= Maberly, Newfoundland and Labrador =

Maberly /ˈmæbərli/ is a tiny coastal hamlet (called an outport in Newfoundland) at the end of route 238-II on the Bonavista Peninsula on the island of Newfoundland with a permanent year-round population of about 20. In the 1921 census, there were 83 inhabitants. It has long been associated with nearby Elliston, being about 3 km from Elliston Centre by road, and was officially annexed by that town in the 1960s. Driving from Elliston Centre to Maberly, you pass through Sandy Cove and the Neck.

==Geography==
Maberly is located by sea between the towns of Little Catalina and Elliston. Among the named coves in Maberly as you enter the community are Thomas' Cove, Chris' Cove and Charlie's Cove. There is a small cove between Chris' Cove and Charlie's Cove which never seems to have been named — at least not a name which stuck.

===The coves and roads of Maberly===
Thomas' Cove, just off the coast of which lies South (Suder) Bird Island, is the broadest of the coves and its shore is covered with relatively large beach stones; between Thomas' Cove and Chris' Cove there are cliffs and a small gulch; Chris' Cove, into which Muddy Brook empties, has a broad, flat bedrock formation which slopes into the ocean and received a government-sponsored slipway which fell into disrepair in the 1990s and has been removed; the aforementioned 'nameless cove' is on the other side of a tiny point of land; then there is a headland between this nameless cove and Charlie's Cove called The Gaze or often just over below. A gravel road climbs a much larger headland to the other side of Charlie's Cove, passing a steep-sided gulch and then peters out into the wilderness after several hundred metres and several houses. It is this road which now forms the beginning of the Little Catalina-Maberly walking trail. The coast rises to relatively steep cliffs with no harbour possibilities for several kilometres. Another rough road leaves the community on the inland side and quickly branches, the shorter branch being the gravel pit road in whose gravel pit several demolition derbies have been held and a much longer road which brings you out into Duke's Land (named for a man by the name of Marmaduke, not a nobleman).

===Muddy Brook: the brook and the pond===
The brook which flows through the community is still called Muddy Brook, reminiscent of the community's former name, and the brook flows from Muddy Brook Pond just below which is a wide steady which looks almost like another small pond.

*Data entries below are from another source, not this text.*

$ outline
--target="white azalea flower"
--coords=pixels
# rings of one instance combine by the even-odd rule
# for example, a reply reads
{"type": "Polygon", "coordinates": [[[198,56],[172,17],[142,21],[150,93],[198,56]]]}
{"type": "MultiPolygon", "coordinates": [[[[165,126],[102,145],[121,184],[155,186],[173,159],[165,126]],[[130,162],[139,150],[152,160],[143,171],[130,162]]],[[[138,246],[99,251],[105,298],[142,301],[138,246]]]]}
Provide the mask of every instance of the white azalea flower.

The road to Duke's Land brings you here.

===Regional Geography===
Flowers Cove, named for the treacherous maritime rock shallows known as the 'Flowers' is within easy walking distance from the community along the Little Catalina-Maberly walking trail through some very productive and picturesque berry-picking grounds. Northern (Noder) Bight is an abandoned community between Maberly and Little Catalina most of whose former inhabitants moved to Maberly or to Catalina from the 1850s to the 1890s. Residents of Maberly themselves mostly resettled to more central parts of Elliston or to Bonavista during the 1950s and 1960s.

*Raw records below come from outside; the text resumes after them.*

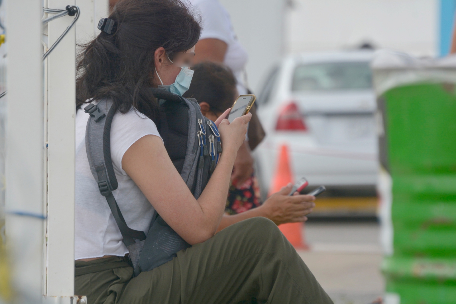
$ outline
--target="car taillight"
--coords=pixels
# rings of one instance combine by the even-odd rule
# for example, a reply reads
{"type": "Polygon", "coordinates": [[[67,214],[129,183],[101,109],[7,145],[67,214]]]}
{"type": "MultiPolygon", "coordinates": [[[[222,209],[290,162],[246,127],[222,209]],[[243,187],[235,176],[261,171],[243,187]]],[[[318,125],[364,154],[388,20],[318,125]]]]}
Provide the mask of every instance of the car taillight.
{"type": "Polygon", "coordinates": [[[278,130],[293,130],[306,131],[307,127],[296,104],[291,102],[283,108],[279,119],[275,129],[278,130]]]}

==Settlement and early history==
Maberly was originally called Muddy Brook and was first permanently settled by John Chaulk and his sons in or around 1806.

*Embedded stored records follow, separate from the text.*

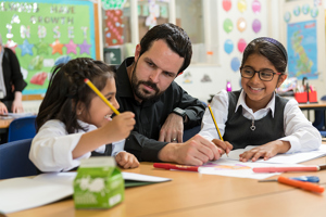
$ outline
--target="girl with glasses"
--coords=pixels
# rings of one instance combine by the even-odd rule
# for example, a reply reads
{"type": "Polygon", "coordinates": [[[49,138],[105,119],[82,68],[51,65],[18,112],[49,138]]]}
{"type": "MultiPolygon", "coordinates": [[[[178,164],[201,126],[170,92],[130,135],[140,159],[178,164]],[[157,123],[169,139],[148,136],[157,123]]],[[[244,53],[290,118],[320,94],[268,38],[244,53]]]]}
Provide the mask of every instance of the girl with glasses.
{"type": "Polygon", "coordinates": [[[222,90],[211,103],[224,141],[220,140],[208,110],[200,135],[226,153],[255,145],[239,155],[241,162],[318,149],[321,133],[305,118],[298,102],[275,93],[287,78],[287,51],[277,40],[267,37],[252,40],[240,66],[242,89],[222,90]]]}

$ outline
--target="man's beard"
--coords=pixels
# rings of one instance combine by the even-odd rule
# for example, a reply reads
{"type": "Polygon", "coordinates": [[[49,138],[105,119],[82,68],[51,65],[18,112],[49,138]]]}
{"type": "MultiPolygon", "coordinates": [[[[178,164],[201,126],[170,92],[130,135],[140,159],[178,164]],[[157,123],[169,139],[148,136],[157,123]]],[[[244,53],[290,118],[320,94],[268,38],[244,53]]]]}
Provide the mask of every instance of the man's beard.
{"type": "Polygon", "coordinates": [[[138,63],[138,61],[135,64],[133,75],[131,75],[131,88],[133,88],[134,93],[136,94],[137,98],[139,98],[140,100],[143,100],[143,101],[158,98],[159,95],[162,94],[162,92],[160,92],[160,89],[158,88],[156,84],[153,84],[149,80],[145,81],[145,80],[137,79],[137,77],[136,77],[137,63],[138,63]],[[146,89],[141,89],[140,85],[146,85],[148,87],[151,87],[155,92],[151,93],[146,89]]]}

==Former Provincial Park==
Just inside the entrance to Maberly, there is a look-out for the Bird Islands which was originally constructed as Maberly Provincial Park in the same category as Dungeon Provincial Park in Bonavista i.e. a day park for picnicking and, in Maberly's case, bird-watching. Elliston town council has assumed responsibility for the park and now there is a demonstration garden there and tourist poster boards describing topics such as root cellar construction and gardening in the area.

==Fishing grounds==
Historically, the shoals in the area of Maberly were highly productive.